The background to this story is that I am rather thin, scrawny even. It’s just my natural shape. I’m also the only non-Japanese woman in the office.
So, 20 minutes after we got back to the office after lunch, I felt like I was going to die. I mean DIE. The last time I felt like this, I was in Mumbai, India, and I had dysentery. It was like 5 seconds countdown to upchuck.

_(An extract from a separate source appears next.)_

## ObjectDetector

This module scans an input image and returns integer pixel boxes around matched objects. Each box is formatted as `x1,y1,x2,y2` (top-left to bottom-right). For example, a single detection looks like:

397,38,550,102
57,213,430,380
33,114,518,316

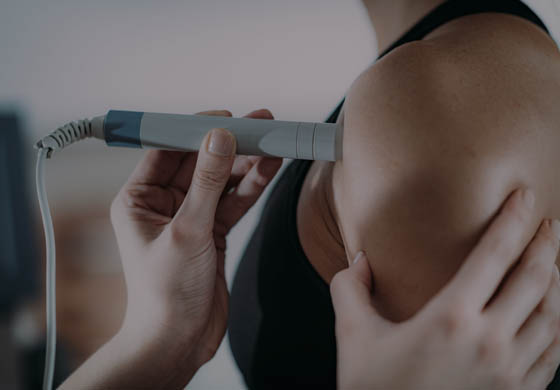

As luck wouldn’t have it, the rest room was full of ladies when I ran into the stall, and did some monstrous power vomiting. If there was a gold medal for force of hurl, I would have won. It was epic. As if it wasn’t bad enough, the ladies outside starting laughing at me! Apparently they had thought all along that I had an eating disorder, and it was hilarious. I wanted to crawl out and throw up on them, but I got so dizzy I passed out and fell over inside the stall. First time ever. Lucky for them, because I still had a lot of bodily fluid ammo left. I stayed in the toilet for 2.5 hours and finally shuffled home when I could.
What a bunch of nasty witches, laughing at my purported eating disorder. I guess it was hard for them to believe that an American could be thinner than they were! But who honestly laughs at someone who’s in such bad shape? It’s just really cruel. And I’d never had any trouble with these people before- I was stunned to hear them mock me.
On a happier note, tomorrow is my guy’s birthday, and Halloween to boot. I think I’ll be recovered by then because I’m feeling better by the hour, except for the headache from where I hit my head on the TP dispenser (?) and the floor after keeling over.
I might stay inside because I’m afraid a giant cartoon anvil is gonna fall on my head.